« 帰還報告 | Main | 阪神・淡路大震災10年に寄せて。 »

Friday, January 07, 2005

ディエゴ・デル・ガストール

今回は久しぶりにフラメンコの話題です。
因みに、この記事中に登場する商品リンクは全て、フラメンコ音楽専門ショップ「アクースティカ」(Acustica)様の在庫ページを参照させて頂いております。

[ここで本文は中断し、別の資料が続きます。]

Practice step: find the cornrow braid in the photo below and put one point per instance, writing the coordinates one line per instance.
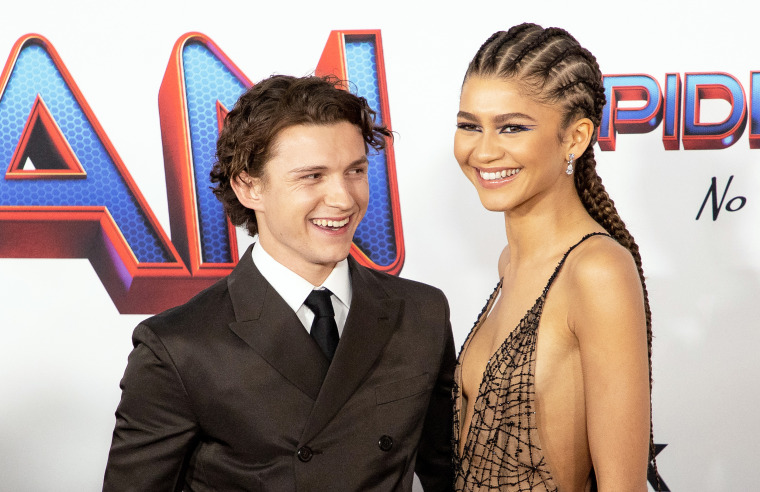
(540, 41)
(553, 64)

ディエゴ・デル・ガストール(Diego de El Gastor,1908-1973)は、当ウェブログのプロフィール欄で、殊に愛着のあるアーティストとして名を挙げていますが、この欄から生まれた記事って未だに少ないですよね。以前にも度々言い訳した事がありますが、思いの丈が強すぎると、なかなか書き始める取っ掛かりが掴めないものです。プロフィール欄では、フェインベルグ、シャフラン、そしてエルモア・ジェイムスがそれに該当します。
一方で、好きは好きだけど、充分な音源が揃い切らないまま好きになってしまった演奏家もあるのです。
マリヤ・ユーディナはその典型とも言うべき人でしょう。廃盤状態の音源を様々な方法で入手して聴く都度、「ああ、素晴らしい」と、深い感銘を受けるものの、未だ此所一番と言った音源を逸しているのです。この人については「時期待ち」と言ったところでしょうか。
以前の記事で「再発祈願」めいた事を書きましたが、嬉しい事にロシアのレーベルVISTA VERAから、数点のリリースが予定されているようです。従って、ユーディナについてはこれらのタイトルが入手出来た時を、記事の「書き時」と見込んでいるところです。

そして、今回記事のディエゴ・デル・ガストールもまた、わたくしにとってそうしたアーティストでした。

フラメンコと言う斯界を通じて、「録音嫌い」を貫いたアーティスト(スペイン語ではアルティスタ)は少なくありません。レコード録音の時代まで活躍を続けながらも、頑なに拒み続けた人は、名の知れている所を思い浮かぶままに挙げても、十指に余ります。特にSP録音の時代は、録音機材のある都市部にアーティストが出向かなければならなかったので、尚更その傾向が強かったようです。

フラメンコ・ギター(トーケ・フラメンコ)に於いて、高い名声を持ちながらも「録音嫌い」を貫いた人と言えば、大きく2人の名が挙げられます。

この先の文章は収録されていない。